The themes of the comedy are distinctly bourgeois and often revolve around money such as money marriage, inheritance or economic problems. The greatest social significance, however, was not the “literary” comedies by Lessing, Goethe or Kleist, but rather the popular theatrical products: August von Kotzebue described several of his comedies as comedies, such as Die deutscher Kleinstädter (1802). The Vienna Burgtheater , which was nominally still a court theater , but advocated a reconciliation between the nobility and the bourgeoisie from the time of Josephinism on, was a place of comedy in the 19th century. It thus formed a counterpoint to the late antics and operettas in the suburban theaters . The most important author there was Eduard Bauernfeld . Critics from the left as well as from the right political camp described the comedy as "philistine bourgeois" ( Adam Müller-Guttenbrunn , Vienna was a theater city , 1880).

Web links

Wiktionary: Comedy  - explanations of meanings, word origins, synonyms, translations
Wiktionary: Satyr game  - explanations of meanings, word origins, synonyms, translations


  • Eckehard Catholy : The German comedy . From the Enlightenment to Romanticism (= language and literature 109).

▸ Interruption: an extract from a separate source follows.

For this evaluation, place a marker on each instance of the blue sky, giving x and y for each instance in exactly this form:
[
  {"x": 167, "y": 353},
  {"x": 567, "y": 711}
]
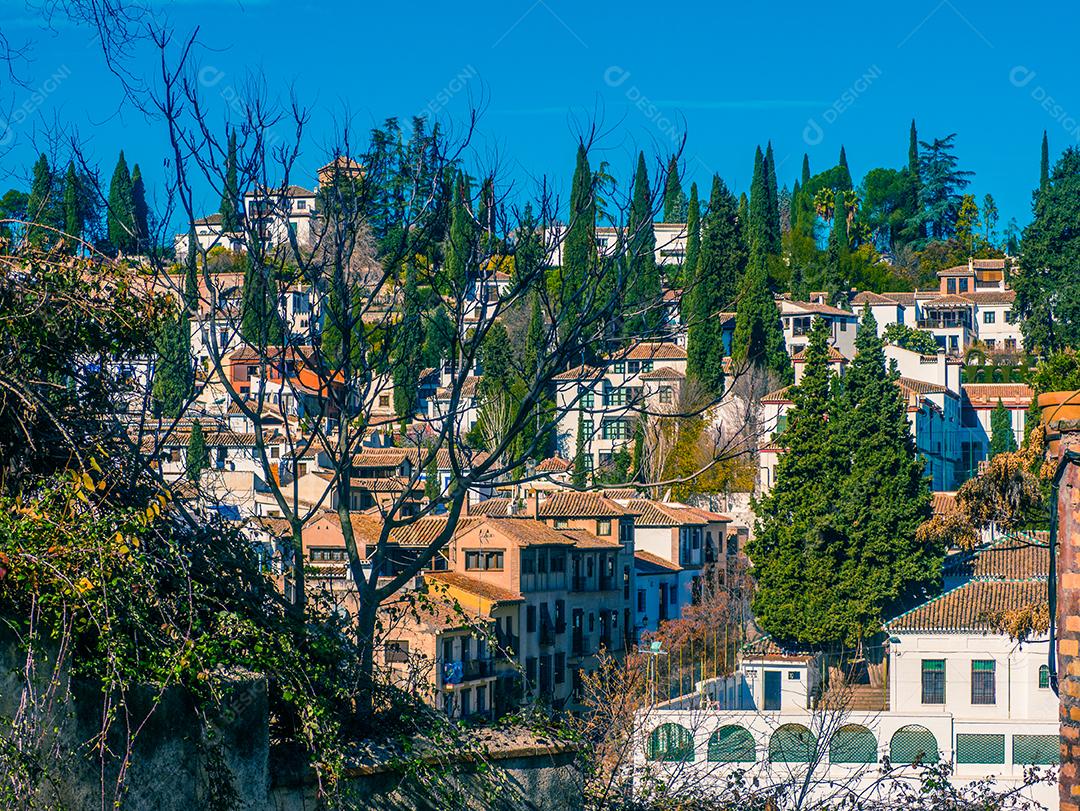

Kohlhammer, Stuttgart et al. 1982. ISBN 3-17-004883-X
  • Hans Friederici: The German bourgeois comedy of the early enlightenment, 1736–1750, with special consideration of his views of society. M. Niemeyer, Halle and Jena 1957. [Habilitation thesis]
  • Christian Neuhuber : The comedy is serious. The serious in German comedy on the way to the modern age from Gottsched to Lenz. Schmidt, Berlin 2003, ISBN 3503061770

Individual evidence

  1. quoted from Neuhuber: Das Lustspiel macht Ernst , Berlin 2003, p. 49.